# Panerai Winding Help!!



## SuperOcean (Sep 5, 2008)

Hey guys....I keep my Panerai on my watch winder when not wearing it. Since I have a bunch of watches, it could be weeks before I wear it.

Well the other day I noticed that all the watches on the winder had the same time except for the Panerai. Since the Panerai was still ticking, I assumed it had stopped in the middle of the night and then was restarted when the winder started winding again. Originally the winder was set on 746 TPD in the clockwise direction (because of CW winding Valjoux 7750). I obviously don't want my watch to stop in between wearing, so I changed the setting on the winder to 1178 TPD (clockwise). Is this way too many turns per day for this watch?

I have a Heiden watch winder and here are the 4 settings:

1) 1460 TPD: Wind for 60 seconds, then 12 minutes off...repeat (one direction)

2) 1178 TPD: Wind for 60 seconds, then 15 minutes off...repeat (one direction)

3) 988 TPD: Wind for 60 seconds, then 18 minutes off. Then 60 seconds in the opposite direction, then 18 minutes off..repeat

4) 746 TPD: Wind for 60 seconds, then 24 minutes off...repeat


I had it on the winder for 3 weeks in between wearings. Again, I originally had it on setting 4 (746 TPD) and obviously that didn't keep it wound.

Will I be damaging my Panerai if I put it on setting 2 with 1178 TPD?

Any advice would be greatly appreciated


----------



## cvq (Feb 5, 2010)

On the Orbita website there's a very comprehensive list on which watch needs which winding.

This is the start page: http://www.orbita.net/pages/17100.htm

And this is the Panerai page: http://www.orbita.net/pages/17116.htm

I don't think you can overwind the watch on the winder.


----------



## Janne (Apr 16, 2007)

This is not what you asked, but if you wear it with 3 weeks interval, I would not bother to have it on a winder.


----------



## Loddonite (Jun 15, 2008)

cvq said:


> I don't think you can overwind the watch on the winder.


:-!


Janne said:


> This is not what you asked, but if you wear it with 3 weeks interval, I would not bother to have it on a winder.


Unless you have hard to set complications I'm with Janne on this one.


----------



## SuperOcean (Sep 5, 2008)

cvq said:


> On the Orbita website there's a very comprehensive list on which watch needs which winding.
> 
> This is the start page: http://www.orbita.net/pages/17100.htm
> 
> ...


Thanks CVQ.

Janne, I keep the watch on a winder because it's better to have the movement constantly moving to keep everything lubricated internally.

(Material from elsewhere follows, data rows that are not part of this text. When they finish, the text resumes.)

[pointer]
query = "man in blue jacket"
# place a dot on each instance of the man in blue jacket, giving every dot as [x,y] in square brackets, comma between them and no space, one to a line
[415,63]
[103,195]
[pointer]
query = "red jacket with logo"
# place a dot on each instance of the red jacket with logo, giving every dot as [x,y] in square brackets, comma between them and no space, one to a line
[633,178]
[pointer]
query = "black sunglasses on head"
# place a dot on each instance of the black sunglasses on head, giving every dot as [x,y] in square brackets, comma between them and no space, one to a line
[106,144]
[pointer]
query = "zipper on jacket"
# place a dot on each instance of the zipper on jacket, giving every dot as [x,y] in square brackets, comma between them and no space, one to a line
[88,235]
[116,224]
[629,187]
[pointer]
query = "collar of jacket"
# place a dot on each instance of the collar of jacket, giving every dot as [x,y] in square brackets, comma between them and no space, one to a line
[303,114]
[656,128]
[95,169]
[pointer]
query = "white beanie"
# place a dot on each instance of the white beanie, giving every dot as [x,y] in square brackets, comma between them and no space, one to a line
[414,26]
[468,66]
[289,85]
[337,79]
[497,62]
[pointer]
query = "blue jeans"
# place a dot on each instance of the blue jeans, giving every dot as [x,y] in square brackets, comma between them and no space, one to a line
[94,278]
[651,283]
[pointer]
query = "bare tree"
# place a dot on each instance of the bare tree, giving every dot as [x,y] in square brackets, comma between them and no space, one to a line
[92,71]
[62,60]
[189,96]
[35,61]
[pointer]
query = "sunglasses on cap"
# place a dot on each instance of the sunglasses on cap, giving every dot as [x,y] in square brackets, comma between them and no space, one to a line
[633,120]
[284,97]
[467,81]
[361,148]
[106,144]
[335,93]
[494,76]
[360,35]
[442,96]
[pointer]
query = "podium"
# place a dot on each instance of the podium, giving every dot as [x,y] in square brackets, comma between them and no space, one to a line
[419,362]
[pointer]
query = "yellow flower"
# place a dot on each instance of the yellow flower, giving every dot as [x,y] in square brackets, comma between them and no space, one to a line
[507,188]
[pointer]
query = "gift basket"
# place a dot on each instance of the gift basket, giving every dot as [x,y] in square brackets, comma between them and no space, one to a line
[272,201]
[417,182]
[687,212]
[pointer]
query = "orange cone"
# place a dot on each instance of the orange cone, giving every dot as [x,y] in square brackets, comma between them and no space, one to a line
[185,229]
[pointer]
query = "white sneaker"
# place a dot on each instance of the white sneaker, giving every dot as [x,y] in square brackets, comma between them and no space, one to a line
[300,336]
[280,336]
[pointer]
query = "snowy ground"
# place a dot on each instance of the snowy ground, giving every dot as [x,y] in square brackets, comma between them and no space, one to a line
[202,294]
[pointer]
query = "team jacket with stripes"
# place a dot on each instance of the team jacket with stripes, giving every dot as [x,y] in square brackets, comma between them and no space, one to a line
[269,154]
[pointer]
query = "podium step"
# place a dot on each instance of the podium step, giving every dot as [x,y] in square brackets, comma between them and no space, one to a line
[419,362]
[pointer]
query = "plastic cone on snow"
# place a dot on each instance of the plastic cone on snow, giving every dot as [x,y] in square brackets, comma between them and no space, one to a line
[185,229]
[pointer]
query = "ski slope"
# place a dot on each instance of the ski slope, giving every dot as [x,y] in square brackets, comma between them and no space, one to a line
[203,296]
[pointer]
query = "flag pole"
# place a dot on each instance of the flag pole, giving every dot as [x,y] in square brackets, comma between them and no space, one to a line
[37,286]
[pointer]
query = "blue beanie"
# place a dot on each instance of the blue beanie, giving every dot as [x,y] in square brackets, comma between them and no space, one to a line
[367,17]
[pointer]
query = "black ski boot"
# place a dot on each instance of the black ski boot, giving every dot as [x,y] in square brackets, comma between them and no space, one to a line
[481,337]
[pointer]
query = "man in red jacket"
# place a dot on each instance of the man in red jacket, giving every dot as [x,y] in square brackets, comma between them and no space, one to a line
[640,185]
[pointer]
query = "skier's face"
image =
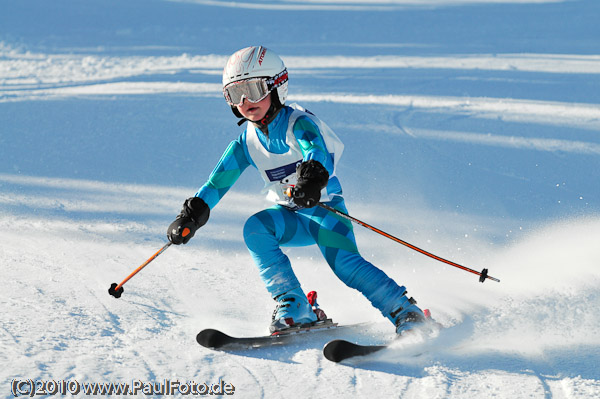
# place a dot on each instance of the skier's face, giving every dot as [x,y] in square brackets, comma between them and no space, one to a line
[255,111]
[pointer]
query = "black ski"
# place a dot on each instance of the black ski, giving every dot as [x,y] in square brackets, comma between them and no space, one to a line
[339,349]
[215,339]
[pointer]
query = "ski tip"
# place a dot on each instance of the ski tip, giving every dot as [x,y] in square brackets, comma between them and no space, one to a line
[211,338]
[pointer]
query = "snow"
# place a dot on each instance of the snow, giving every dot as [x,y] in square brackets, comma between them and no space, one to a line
[472,130]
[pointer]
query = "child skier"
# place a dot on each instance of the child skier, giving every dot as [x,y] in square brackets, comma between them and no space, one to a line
[296,154]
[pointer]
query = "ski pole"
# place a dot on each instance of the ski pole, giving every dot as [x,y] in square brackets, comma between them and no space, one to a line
[483,275]
[117,289]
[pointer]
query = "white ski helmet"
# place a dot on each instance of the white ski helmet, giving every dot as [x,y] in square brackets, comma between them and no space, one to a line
[258,62]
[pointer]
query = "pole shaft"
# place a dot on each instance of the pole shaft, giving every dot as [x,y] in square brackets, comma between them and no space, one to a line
[160,251]
[396,239]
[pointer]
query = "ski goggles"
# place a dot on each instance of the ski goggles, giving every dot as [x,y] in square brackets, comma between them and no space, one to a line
[253,90]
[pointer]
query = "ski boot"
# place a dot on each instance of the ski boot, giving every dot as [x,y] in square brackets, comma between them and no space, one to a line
[293,309]
[407,315]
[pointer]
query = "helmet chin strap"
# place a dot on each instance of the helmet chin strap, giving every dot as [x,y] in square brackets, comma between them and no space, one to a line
[271,113]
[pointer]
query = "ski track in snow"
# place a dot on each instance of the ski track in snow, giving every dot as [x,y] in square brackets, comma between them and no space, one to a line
[66,238]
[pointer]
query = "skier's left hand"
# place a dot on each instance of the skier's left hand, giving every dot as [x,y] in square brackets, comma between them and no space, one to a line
[312,178]
[194,214]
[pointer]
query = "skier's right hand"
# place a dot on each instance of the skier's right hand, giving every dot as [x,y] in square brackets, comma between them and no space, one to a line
[194,215]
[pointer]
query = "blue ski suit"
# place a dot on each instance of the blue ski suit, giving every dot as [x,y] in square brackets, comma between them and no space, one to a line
[296,135]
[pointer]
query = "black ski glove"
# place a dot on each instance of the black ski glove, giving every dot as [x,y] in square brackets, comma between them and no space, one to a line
[194,215]
[312,178]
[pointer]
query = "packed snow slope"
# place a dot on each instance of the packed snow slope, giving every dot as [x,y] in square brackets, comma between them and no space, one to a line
[472,130]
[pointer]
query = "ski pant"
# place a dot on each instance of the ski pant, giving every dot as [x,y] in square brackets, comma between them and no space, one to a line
[268,230]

Additionally, pulling stem out too many times puts unnecessary stress on the crown pin. These are the words of advice I got from a master watchmaker and repair guy in NYC a few years back. To err on the side of caution, I've been following his advice.

My question is, if I keep it on the setting with 1178 TPD, will that harm the watch? Or put stress on the movement? On the Orbita site it says 800 TPD (Clockwise) for the Panerai, but I don't have that option on my winder. 746 TPD is the closest, but that's the original setting it was on and want to avoid it stopping.

Thoughts?


----------



## Watch_guy (Jun 26, 2008)

SuperOcean said:


> Thanks CVQ.
> 
> *Janne, I keep the watch on a winder because it's better to have the movement constantly moving to keep everything lubricated internally.* Additionally, pulling stem out too many times puts unnecessary stress on the crown pin. These are the words of advice I got from a master watchmaker and repair guy in NYC a few years back. To err on the side of caution, I've been following his advice.
> 
> ...


That's interesting because I've been told the opposite. What you said was more true in older watches. In modern movements the lubricants used don't thicken, therefore if not being worn it's better to let it sit rather than continuous, unnecessary use of the movement. Who knows?:-s


----------